Looking around the marketplace, the lab’s team realized the Raspberry Pi just might hold the solution. Here was an inexpensive computer using just a few watts. It could be networked into a several-thousand-node system large enough to simulate a supercomputer at a fraction of the cost of using a machine like Trinity. Yet no one had created a suitable, densely packaged, professional-grade Raspberry Pi system. So the Lab turned to SICORP of Albuquerque to collaborate on a solution and then together they worked with BitScope of Australia to develop easily scaled rack-mounted units.
With a total of 750 CPUs, or 3,000 cores, working together, the BitScope Pi Cluster modules give developers exclusive time on an inexpensive but highly parallelized platform where they can test, validate and scale up systems software, and get it to work reliably. Once the bugs are worked out, they can launch it on the big Trinity machine.
The Pi Clusters have lots of potential applications far beyond the rarefied world of Energy Department supercomputers.
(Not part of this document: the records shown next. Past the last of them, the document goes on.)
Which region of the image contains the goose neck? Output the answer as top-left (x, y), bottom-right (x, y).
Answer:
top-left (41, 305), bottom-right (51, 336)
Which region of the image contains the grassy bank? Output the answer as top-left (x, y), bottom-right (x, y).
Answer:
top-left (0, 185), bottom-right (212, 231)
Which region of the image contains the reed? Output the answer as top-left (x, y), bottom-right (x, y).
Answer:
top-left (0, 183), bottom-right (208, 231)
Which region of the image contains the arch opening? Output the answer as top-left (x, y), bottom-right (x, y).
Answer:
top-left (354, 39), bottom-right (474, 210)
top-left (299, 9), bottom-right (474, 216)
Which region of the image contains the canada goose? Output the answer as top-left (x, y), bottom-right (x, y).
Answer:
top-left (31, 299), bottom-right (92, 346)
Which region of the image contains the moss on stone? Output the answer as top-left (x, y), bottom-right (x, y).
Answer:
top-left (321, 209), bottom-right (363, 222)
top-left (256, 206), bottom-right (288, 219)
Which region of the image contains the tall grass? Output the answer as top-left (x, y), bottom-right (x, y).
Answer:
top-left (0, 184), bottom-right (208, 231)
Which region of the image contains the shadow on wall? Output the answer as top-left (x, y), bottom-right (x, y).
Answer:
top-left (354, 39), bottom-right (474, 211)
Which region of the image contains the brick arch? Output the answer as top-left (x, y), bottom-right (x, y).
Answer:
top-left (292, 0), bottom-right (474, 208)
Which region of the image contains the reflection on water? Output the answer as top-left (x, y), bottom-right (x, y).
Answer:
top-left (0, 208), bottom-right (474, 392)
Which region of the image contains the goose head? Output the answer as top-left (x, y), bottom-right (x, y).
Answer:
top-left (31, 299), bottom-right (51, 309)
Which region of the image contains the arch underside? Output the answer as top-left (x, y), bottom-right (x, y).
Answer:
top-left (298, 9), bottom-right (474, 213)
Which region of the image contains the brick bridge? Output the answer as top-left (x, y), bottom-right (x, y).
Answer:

They can be used in education to help students learn their way around a supercomputing environment, and they will surely find application in the internet of things, which includes everything from home management systems to all kinds of industrial sensors, for instance.
So while Trinity carries out its mission to solve global-scale problems, these small clusters can bring related technology to our everyday world. The supercomputers at Los Alamos have a long history of pioneering new advances in computing that find new applications in the devices sitting on our desktop or in our pockets. The Raspberry Pi clusters make a sweet addition to that list.
Gary Grider is the leader of the High Performance Computing Division at Los Alamos National Laboratory, home of the Trinity supercomputer.